Subject: Re: bin/10625: /usr/bin/cmp is unable to compare rather large files
To: None <netbsd-bugs@netbsd.org>
From: James Chacon <jchacon@genuity.net>
List: netbsd-bugs
Date: 08/19/2000 21:38:40
I know this thread died a while back but I'm about to send-pr the same
thing on tail so I'm picking up part of this now :-)

>> >of the process's address space (the manual page makes no obvious claims
>> >along these lines)?
>> 
>> It really has to fail, since there is no way to give you back a
>> char * that can access data beyond the end of your address space.
>> And in fact it is more hairy than that because it must find a free
>> contiguous region in your address space to hand back to you.  This
>> may be the reason that 2.6GB of files couldn't be mapped.
>
>But does it actually *really* always fail when there's no more room in
>your maximum allowed process size?  I've not tested it yet, and I am
>very leary of mmap() given previous bugs it has suffered.

Yes. Here's things from uvm_mmap.c:


        /*
         * XXX (in)sanity check.  We don't do proper datasize checking
         * XXX for anonymous (or private writable) mmap().  However,
         * XXX know that if we're trying to allocate more than the amount
         * XXX remaining under our current data size limit, _that_ should
         * XXX be disallowed.
         */

After these checks sys_mmap calls uvm_mmap which sets up some things
(and does some more sanity checking) and finally calls uvm_map to attempt the
actual mapping. sys_mmap is quite small and ends up in the generic uvm mapping
routines to do the actual work so I'm unsure what you're leery of here. Bad
userland code implementations (like presuming you can mmap() anyting) doesn't
mean the implementation itself is the issue. 

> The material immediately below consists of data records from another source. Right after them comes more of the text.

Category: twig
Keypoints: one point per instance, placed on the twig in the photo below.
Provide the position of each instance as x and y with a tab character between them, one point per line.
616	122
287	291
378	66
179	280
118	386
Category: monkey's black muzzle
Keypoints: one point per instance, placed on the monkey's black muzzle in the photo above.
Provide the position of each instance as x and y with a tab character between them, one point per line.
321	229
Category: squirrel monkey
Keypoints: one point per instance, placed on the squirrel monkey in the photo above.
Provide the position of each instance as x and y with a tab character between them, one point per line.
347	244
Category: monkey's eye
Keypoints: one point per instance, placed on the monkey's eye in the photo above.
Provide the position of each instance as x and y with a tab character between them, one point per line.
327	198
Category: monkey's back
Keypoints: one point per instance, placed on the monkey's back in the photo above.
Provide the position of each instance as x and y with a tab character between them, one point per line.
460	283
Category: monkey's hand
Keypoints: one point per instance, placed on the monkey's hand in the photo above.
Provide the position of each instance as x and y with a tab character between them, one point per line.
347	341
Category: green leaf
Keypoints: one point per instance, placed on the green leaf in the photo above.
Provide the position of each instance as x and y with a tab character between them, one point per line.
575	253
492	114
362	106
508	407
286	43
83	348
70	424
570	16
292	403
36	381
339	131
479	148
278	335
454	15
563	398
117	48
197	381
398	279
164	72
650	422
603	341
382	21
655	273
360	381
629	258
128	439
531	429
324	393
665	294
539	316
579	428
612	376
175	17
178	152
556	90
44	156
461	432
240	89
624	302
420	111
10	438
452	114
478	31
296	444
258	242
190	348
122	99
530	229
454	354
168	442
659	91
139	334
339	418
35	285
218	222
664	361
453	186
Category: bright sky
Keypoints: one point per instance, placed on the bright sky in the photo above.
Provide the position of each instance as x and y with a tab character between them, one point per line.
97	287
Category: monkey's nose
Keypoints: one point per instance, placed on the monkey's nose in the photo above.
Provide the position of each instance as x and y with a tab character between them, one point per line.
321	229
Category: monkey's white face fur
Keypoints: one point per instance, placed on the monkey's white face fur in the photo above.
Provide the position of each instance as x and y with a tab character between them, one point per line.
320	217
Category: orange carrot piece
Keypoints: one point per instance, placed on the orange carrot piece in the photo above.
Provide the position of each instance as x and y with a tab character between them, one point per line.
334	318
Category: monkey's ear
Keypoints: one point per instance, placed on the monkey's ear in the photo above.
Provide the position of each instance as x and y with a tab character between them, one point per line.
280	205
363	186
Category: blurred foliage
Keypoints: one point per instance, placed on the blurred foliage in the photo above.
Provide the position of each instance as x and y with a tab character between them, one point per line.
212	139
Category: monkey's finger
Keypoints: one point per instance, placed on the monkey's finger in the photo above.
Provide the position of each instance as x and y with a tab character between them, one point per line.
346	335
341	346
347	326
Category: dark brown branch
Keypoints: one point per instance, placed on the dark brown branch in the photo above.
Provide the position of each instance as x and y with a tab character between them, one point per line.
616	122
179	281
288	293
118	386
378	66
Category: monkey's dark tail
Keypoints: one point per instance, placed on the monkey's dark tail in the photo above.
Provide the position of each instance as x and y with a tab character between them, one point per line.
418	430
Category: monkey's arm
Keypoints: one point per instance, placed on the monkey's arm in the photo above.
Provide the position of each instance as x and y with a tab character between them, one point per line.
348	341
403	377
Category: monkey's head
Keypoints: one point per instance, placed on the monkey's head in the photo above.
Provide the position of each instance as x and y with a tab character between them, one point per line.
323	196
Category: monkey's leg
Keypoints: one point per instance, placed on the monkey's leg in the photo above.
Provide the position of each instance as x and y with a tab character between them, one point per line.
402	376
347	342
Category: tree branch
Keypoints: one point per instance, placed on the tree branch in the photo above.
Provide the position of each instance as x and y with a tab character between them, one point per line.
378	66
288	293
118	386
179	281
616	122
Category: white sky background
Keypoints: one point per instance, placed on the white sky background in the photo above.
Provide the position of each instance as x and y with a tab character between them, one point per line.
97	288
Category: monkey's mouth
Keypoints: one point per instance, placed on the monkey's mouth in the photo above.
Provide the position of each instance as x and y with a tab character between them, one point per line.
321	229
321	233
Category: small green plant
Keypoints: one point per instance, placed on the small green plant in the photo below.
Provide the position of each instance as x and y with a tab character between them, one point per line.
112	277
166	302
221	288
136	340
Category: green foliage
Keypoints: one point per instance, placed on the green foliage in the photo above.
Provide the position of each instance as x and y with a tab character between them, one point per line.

In uvm_map if space can't be found to map this it'll bail:

        if ((prev_entry = uvm_map_findspace(map, *startp, size, startp, 
            uobj, uoffset, flags & UVM_FLAG_FIXED)) == NULL) {
                UVMHIST_LOG(maphist,"<- uvm_map_findspace failed!",0,0,0,0);
                vm_map_unlock(map);
                return (KERN_NO_SPACE);

Findspace errors almost right away if you ask for a mapping that extends
off the end of available address space.

>
>If it does fail then this failure case should be documented (more?)
>clearly in mmap(2).

     [ENOMEM]      MAP_FIXED was specified and the addr parameter wasn't
                   available.  MAP_ANON was specified and insufficient memory
                   was available.


How is that not clear? This looks like any other man page with regards to
error codes and caveats. It should be fairly obvious to folks that attempting
to map a file/memory area larger than virtual memory space isn't going to
work. As a matter of fact I'd be highly unhappy if the interface did rolling
windows or some other nonsense in an attempt to accomodate me. That certainly
violates the principle of least surprise.

>
>Is there a regression test to make sure it continues to fail when it
>should?  It doesn't appear src/regress/sys/uvm/mmap/mmap.c has a test
>for this case....

It probably can't hurt to create one but as I point out above if somehow
mmap doesn't fail here the whole system has issues as sys_mmap depends on
the standard uvm_map calls to actually perform the work.

As I pointed out above I'm about to send-pr the exact same condition with
tail (and probably anything else in the source tree using mmap()). I have a
2.3G log file I attempt to tail and it bails with:

tail: /usr/local/sup/logs/fetch.log.071100.1: File too large

Unfortunately the tail code doesn't have the stdio fallback routines already
in it. To fix this either requires writing file routines or rewriting the
code to handle moving mmap windows. I'm going to go down the latter route as
I'm betting I'll get reuse out of it in other cases that crop up.

James